Datasets and Techniques
Data
The data for this project derives from 3 different open source databases that provide us with the 5 different data sets used. These include the “New York City Regular All Formulations Retail Gasoline Prices” from the eia U.S. Energy Information Administration, the “Per Capita Personal Consumption Expenditures: Total for New York (NYPCEPC) from the Economic Research Federal Reserve Bank of St. Louis, and the “Inventory of New York City Greenhouse Gas Emissions” from the NYC Mayor’s Office of Sustainability.
The NYC gas dataset provided by the eia, provides New York City’s Regular all formulations retail gasoline prices in dollars per gallon. The dataset downloaded contains the price per gallon of every month from the year 2000 up to October 2021. The Per Capita Personal Consumption Expenditures dataset provides annual personal consumption expenditures of a given area divided by the resident population of the area, in this case the area being New York and the years provided from 1997 to 2020. The NYC GHG inventory provides us with the Citywide Inventory and City Government Inventory of GHG information. For this project I utilized the Citywide Inventory which consists of direct and indirect GHG emissions from- Stationary energy: energy used by buildings and other stationary sources, as well as fugitive emissions from natural gas distribution; Transportation: on-road transportation, railways, marine navigation, and aviation; and Waste: wastewater treatment, and solid waste generated - all within the city’s boundaries. This inventory that provides us with these 3 datasets, contains emission data from the years 2005 to 2019 and with two metric units - GHG (tCO₂e) and Source Energy (MMBtu), for this project I used GHG.
Techniques
In order to narrow the data to be able to find connections between our activity data (gas & expenditures) and our GHG emissions data (stationary, transportation, & waste) I decided to maintain our datasets within the years 2016 and 2019. To keep a uniformly (x = year and y = dependent piece of data) structure for the visuals and later correlation findings, I utilized pandas, SQL, regex, matplotlib along with other python methods to reduce the number of columns/rows that contained irrelevant or null/blank information.
NYC Gas Prices: In the case of NYC gas prices dataset I created a new dataframe that stores the year and the corresponding year’s average gas price. To do this SQL was used to format and filter the desired years, and the 12 months were grouped by year to compute the average. (for example, in 2016 the average gas price was $2.13)

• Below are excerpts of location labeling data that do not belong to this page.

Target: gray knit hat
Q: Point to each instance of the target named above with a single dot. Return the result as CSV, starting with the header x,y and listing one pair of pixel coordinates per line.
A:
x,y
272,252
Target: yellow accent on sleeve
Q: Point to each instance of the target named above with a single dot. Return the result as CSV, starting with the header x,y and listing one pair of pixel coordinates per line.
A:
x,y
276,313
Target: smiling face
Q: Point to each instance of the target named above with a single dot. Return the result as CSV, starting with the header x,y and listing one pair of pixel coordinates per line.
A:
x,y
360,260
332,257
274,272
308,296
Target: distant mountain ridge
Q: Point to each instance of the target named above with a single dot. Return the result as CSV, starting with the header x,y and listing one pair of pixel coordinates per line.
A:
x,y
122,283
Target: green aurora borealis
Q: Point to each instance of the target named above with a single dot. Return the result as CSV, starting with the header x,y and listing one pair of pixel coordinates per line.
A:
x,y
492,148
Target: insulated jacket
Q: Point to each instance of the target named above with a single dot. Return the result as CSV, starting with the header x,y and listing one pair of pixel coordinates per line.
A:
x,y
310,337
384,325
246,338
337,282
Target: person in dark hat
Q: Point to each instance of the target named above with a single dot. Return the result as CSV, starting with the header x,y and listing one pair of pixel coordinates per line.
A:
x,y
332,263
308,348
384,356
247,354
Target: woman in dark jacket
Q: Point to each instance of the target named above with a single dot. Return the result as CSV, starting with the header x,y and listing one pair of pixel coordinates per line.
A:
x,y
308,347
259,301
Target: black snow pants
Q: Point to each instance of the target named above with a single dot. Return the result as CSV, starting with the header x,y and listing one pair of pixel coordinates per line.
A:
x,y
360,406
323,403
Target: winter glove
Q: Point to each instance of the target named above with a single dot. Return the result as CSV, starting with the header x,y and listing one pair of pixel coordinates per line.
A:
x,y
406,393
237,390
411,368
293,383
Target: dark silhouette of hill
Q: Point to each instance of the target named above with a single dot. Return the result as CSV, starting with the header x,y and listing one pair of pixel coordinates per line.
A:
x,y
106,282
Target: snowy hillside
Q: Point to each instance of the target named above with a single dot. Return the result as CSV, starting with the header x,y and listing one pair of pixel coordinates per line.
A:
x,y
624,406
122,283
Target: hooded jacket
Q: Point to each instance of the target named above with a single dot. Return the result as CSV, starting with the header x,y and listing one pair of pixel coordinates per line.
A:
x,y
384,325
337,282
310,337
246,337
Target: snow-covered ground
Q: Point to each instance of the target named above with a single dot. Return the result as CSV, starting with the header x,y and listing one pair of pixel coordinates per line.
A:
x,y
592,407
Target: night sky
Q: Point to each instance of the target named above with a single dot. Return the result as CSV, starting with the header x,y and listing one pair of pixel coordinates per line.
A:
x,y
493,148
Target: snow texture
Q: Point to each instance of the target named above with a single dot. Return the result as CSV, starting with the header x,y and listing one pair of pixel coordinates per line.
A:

NYC Per Capita Personal Expenditures: For NYC expenditure (NYPCEPC dataset I created a new dataframe that formats and stores the year and the corresponding year’s average citizen expenditure.(for example in 2016 the average citizen spent $45202)
NYC Waste Emissions: For NYC Waste emissions dataset I created a new dataframe that formats and stores the year and the corresponding year’s emissions produced by waste or more specifically solid waste/landfills. To accomplish this, regex was used to filter out the years from the dataset among removing empty spaces and labels that would have conflicted in creating our visuals. (for example in 2016 the total waste GHG emissions was 1,893,833.414 GHG (tCO₂e))
NYC Transportation Emissions: For NYC Transportation emissions dataset I created a new dataframe that formats and stores the year and the corresponding year’s emissions produced by modes of transportation, more specifically I narrowed down categories to “on-road” which includes buses, heavy duty trucks, medium duty trucks, passenger cars and SWCV; and “railways” which includes the diesel and electricity used by trains. To accomplish this, SQL was used to filter out the years and the desired categories. For this dataset two visuals were created, one that showed the totals for road and train emissions separately, and another one that showed total emissions produced by both modes of transportation. This was done to highlight road transportation far outweighing the amount of emissions produced by train transportation. (for example in 2016, road transportation produced around 14,910,000 GHG(tCO₂e), train transportation produced around 696,706 GHG(tCO₂e), and both combined produced close to 15,540,000 GHG(tCO₂e))
NYC Stationary Emissions: For NYC Stationary emissions dataset I created a new dataframe that formats and stores the year and the corresponding year’s emissions produced by sectors, more specifically I narrowed down categories to “Residential” and “Commercial and Institutional”. These include emission sources related to #2 fuel oil, #4 fuel oil, #6 fuel oil, Biofuel, electricity, natural gas and steam. To accomplish this, SQL was used to filter out the years and the desired categories. For this dataset two visuals were created, one that showed the totals for residential and commercial emissions separately, and another one that showed total emissions produced by both. This was done to highlight residential emissions far outweigh those of commercial. (for example in 2016, residential emissions produced around 17,764,690 GHG(tCO₂e), commercial emissions produced around 14,674,320 GHG(tCO₂e), and both combined produced close to 32,000,000 GHG(tCO₂e)).